Piker Press Banner
March 25, 2024

Time Traveler 09

By Sand Pilarski

O nobly-born, the time hath now come
for thee to seek the Path ...
At this moment, know thou thyself;
and abide in that state.

Tibetan Book of the Dead

"Purgation, karma, cleansing, leaving behind. We're about to have a look at the concept of Purgatory, students and fans."

"Purgatory!" burst out the student I tended to call Mr. Smarts, or Mr. Clever Student, or Mr. Daring, depending on the nature of the words coming out of his wild horse mouth. "That's all those damn nuns talked about when I was in Catholic school! I never thought I'd hear about that again!"

"Then you picked the wrong course. Did you think Eschatology was about household pets?" Forge on, leave the time-wasters behind. "Purgatory," I stated, pointing at the word on the board, "is a place of purgation, that is, a place or state in which purging takes place. The dictionary definition says that the verb 'purge' means: 'One, to make clean or pure by getting rid of things that are dirty or wrong. The dictionary suggests that water lines in a system must be purged to get rid of corrosion, dirt, or contamination.

"Two, to be rid of persons or things thought to be harmful, dangerous, disloyal, etcetera.
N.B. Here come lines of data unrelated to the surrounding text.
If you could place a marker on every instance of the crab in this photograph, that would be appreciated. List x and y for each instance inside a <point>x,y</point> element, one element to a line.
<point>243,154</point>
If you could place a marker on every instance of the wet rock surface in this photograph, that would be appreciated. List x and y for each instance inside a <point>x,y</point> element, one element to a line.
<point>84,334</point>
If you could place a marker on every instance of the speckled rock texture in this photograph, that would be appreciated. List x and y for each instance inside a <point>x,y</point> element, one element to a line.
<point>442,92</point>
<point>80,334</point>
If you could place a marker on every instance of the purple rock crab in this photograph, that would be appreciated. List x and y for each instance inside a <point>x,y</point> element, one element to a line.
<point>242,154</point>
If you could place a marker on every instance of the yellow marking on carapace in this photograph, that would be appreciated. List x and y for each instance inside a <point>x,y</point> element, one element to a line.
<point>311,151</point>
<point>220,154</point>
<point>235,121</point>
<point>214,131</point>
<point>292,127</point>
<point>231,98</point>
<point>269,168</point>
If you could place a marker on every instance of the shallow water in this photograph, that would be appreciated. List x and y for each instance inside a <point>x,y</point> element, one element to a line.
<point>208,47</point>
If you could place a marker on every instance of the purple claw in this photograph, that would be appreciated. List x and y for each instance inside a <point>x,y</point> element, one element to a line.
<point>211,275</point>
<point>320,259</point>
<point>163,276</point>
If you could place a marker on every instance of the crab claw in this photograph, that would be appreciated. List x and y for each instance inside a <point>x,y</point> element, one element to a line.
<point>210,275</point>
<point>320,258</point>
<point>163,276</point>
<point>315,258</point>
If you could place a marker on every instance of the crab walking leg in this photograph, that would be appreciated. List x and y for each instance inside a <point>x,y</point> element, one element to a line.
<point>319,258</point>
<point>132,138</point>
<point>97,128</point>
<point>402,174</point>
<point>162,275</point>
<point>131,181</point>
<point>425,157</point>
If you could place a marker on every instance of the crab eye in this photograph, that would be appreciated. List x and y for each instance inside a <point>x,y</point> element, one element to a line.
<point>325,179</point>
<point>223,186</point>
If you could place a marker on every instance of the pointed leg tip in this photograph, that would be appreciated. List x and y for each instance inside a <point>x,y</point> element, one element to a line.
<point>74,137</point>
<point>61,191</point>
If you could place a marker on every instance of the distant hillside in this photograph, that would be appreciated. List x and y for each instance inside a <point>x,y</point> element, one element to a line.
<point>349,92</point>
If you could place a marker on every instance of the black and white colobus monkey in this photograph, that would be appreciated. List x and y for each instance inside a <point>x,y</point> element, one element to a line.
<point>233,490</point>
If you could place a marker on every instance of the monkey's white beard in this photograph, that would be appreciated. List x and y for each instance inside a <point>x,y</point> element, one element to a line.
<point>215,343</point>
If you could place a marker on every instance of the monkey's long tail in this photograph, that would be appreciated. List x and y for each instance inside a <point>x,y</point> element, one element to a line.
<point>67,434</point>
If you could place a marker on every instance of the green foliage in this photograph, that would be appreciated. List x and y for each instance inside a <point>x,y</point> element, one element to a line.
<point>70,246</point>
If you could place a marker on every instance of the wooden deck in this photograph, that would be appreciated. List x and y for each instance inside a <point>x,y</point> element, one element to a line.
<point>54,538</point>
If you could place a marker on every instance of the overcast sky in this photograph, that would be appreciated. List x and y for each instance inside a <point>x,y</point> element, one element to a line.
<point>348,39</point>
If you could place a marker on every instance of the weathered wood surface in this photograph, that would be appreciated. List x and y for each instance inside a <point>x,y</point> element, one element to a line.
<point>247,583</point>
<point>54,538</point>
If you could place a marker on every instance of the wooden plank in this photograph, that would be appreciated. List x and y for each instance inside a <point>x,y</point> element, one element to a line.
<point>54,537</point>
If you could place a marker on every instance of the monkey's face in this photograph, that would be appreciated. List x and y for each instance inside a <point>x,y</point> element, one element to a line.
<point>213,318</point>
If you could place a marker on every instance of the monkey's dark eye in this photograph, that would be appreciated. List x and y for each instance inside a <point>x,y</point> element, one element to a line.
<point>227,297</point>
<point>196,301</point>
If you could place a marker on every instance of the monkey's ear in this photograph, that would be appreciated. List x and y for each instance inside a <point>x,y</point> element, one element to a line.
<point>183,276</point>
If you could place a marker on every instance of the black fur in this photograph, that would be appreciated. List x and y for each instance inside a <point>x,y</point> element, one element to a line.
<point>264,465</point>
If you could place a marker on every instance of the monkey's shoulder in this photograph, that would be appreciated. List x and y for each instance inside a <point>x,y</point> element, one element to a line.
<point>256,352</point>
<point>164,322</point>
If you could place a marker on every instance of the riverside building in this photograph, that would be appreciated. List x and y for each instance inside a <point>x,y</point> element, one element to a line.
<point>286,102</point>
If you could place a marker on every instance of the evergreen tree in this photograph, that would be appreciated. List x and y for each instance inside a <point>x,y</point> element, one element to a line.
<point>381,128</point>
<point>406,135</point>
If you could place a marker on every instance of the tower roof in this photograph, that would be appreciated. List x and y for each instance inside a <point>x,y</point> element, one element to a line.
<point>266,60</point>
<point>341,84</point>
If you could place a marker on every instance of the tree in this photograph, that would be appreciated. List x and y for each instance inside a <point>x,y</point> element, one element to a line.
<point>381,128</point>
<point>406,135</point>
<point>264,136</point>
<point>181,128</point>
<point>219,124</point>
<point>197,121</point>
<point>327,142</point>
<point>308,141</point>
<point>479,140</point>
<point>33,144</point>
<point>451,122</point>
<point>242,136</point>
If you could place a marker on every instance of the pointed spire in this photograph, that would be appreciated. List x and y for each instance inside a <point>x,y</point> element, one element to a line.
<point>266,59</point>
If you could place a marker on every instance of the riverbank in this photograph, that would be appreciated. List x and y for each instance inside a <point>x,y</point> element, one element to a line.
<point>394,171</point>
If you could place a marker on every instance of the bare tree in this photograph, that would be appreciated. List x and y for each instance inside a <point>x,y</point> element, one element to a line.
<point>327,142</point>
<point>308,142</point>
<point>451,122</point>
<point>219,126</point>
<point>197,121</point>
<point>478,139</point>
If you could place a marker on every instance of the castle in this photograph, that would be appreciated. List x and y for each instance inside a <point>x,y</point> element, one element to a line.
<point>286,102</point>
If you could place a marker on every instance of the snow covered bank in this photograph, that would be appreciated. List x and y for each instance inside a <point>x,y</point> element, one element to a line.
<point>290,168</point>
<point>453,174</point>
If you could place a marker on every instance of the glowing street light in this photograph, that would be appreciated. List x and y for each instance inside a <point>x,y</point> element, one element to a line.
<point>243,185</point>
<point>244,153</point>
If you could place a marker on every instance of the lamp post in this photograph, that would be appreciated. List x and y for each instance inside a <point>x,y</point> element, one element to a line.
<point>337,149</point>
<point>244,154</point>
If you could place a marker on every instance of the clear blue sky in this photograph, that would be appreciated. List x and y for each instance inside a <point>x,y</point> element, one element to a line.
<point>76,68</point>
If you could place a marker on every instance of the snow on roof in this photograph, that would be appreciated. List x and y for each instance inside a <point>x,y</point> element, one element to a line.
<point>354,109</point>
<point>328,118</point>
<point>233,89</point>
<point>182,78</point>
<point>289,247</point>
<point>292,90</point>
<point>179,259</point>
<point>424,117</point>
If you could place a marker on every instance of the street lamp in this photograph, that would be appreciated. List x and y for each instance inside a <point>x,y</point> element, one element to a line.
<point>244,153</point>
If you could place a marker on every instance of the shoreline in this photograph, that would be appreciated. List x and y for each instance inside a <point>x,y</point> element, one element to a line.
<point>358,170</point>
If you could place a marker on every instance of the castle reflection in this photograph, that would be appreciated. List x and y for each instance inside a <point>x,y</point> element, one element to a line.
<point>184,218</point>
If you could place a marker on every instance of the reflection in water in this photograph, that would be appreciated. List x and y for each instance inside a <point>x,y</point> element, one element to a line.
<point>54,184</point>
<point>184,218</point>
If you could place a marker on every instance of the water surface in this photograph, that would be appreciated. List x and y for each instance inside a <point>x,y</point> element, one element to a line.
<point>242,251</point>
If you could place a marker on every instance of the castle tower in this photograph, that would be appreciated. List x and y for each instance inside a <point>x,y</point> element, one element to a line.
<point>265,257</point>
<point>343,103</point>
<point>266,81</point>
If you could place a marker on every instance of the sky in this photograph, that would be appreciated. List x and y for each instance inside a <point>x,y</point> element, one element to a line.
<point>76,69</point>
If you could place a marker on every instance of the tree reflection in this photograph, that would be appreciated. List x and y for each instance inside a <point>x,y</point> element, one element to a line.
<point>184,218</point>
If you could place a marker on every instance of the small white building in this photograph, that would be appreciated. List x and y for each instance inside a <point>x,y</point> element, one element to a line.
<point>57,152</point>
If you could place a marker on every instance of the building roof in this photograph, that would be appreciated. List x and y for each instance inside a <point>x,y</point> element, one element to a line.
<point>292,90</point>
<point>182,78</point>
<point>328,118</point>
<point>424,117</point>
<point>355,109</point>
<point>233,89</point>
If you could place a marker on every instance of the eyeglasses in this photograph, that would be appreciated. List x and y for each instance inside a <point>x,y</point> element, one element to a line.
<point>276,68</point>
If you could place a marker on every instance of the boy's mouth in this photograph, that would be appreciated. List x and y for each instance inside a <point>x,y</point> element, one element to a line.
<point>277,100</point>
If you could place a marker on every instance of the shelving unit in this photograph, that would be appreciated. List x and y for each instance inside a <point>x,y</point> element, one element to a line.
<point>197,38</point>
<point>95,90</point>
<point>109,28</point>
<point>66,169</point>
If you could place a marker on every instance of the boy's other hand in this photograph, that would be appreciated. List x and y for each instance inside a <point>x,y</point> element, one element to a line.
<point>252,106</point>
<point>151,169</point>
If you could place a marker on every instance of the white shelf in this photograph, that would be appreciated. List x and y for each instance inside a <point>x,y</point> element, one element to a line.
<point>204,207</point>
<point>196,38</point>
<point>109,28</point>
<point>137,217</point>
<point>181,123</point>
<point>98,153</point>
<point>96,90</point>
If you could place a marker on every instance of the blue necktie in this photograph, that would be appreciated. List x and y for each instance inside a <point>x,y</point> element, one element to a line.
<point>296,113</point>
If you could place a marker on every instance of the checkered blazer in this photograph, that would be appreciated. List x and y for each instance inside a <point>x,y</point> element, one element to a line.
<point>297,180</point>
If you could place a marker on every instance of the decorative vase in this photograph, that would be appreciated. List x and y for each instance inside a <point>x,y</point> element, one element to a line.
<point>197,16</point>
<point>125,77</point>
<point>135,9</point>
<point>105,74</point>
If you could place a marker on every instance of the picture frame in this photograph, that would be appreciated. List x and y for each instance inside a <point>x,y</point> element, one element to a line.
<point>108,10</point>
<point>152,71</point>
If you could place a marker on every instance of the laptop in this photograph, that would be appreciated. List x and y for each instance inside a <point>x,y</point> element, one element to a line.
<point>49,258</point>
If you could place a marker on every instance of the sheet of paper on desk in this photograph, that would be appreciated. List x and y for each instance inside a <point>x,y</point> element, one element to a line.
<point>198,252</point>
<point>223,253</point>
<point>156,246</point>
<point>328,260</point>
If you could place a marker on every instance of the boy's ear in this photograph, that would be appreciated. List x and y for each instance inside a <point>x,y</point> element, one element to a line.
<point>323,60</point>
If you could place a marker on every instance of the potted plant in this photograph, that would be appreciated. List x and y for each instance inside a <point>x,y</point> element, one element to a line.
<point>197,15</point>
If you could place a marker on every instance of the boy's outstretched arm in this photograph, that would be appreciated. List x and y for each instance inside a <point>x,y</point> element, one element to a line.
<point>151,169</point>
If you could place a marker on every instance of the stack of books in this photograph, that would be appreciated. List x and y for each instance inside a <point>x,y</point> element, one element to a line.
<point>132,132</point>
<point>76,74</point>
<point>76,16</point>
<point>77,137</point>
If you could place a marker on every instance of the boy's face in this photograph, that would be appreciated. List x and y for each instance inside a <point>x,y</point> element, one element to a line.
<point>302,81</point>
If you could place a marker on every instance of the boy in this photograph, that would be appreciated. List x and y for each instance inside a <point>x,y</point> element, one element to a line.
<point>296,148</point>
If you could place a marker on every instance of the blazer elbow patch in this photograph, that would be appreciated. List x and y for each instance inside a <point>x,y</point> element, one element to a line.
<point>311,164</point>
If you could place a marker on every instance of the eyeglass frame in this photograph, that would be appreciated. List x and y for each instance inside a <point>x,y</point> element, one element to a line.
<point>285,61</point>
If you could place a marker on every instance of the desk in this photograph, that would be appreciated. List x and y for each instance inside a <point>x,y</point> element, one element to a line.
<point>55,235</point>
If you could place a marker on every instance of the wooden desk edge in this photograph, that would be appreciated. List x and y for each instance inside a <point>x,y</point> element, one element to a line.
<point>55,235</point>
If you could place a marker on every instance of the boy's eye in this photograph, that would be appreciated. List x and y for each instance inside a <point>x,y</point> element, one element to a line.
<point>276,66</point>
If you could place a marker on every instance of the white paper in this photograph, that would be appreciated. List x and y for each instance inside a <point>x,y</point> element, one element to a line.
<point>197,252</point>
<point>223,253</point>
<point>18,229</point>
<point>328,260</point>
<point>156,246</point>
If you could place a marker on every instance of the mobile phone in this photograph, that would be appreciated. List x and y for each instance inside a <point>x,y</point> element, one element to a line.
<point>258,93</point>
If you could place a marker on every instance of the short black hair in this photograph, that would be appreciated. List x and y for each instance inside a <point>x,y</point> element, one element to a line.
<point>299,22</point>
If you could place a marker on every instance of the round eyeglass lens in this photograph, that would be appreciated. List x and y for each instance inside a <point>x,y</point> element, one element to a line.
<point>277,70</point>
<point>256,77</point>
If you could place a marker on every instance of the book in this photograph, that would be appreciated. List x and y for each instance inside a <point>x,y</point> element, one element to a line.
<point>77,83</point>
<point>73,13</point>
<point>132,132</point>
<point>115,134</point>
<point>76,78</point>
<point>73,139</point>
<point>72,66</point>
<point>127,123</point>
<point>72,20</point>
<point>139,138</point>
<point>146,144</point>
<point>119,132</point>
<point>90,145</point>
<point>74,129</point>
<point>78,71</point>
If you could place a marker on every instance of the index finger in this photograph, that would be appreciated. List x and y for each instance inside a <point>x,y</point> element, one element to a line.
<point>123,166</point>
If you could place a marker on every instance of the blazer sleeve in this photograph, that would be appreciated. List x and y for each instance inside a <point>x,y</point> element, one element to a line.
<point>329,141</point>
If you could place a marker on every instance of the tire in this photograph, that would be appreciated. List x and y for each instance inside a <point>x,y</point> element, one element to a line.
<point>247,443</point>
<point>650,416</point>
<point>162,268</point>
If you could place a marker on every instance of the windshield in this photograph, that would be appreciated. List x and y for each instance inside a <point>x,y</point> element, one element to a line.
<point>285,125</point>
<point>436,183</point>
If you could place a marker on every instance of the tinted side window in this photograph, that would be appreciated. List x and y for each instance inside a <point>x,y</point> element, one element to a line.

Example, in a government purge, traitors or rebels will be removed from office.

"Three, to make the bowels move, as in use of a laxative.'" This last always got a couple snickers from the class. "In the study of eschatology, the first definition is the most appropriate. Purgation is the process of making clean or whole or pure those spirits which are not yet clean or whole or pure, helping them attain completion in a religious system.

"All systematic religious systems include an element of purgation, either in life, or after death. I hope you got that all, because it will be on the final exam and no, said exam will not be your basic color-by-the-numbers multiple choice."

Instant clamoring for a repeat of the definitions.

"In Catholicism, as this religious system has been the first mentioned in this class, purgation can occur both before and after death. If you wish to wade through the precise and mind-stretching theology, you can have a look at the encyclopedic Concise Sacramentum Mundi, which indicates a belief that the separation of the soul from the body is in itself a form of purification, as the consciousness of the being is taken away from the temptations of the world.

"While still in life, however, the Catholic adherent also takes advantage of the purgation of unworthy aspects in Confession, in which the participant sheds the sinful or unworthy actions of his or her life. And also by practices of prayer and ritual, some of which are seen to be as purifying, or cutting down on punishment that might occur after death. And this would be an issue that Luther found galling -- 'indulgences' -- guarantees of successful purgation prior to death."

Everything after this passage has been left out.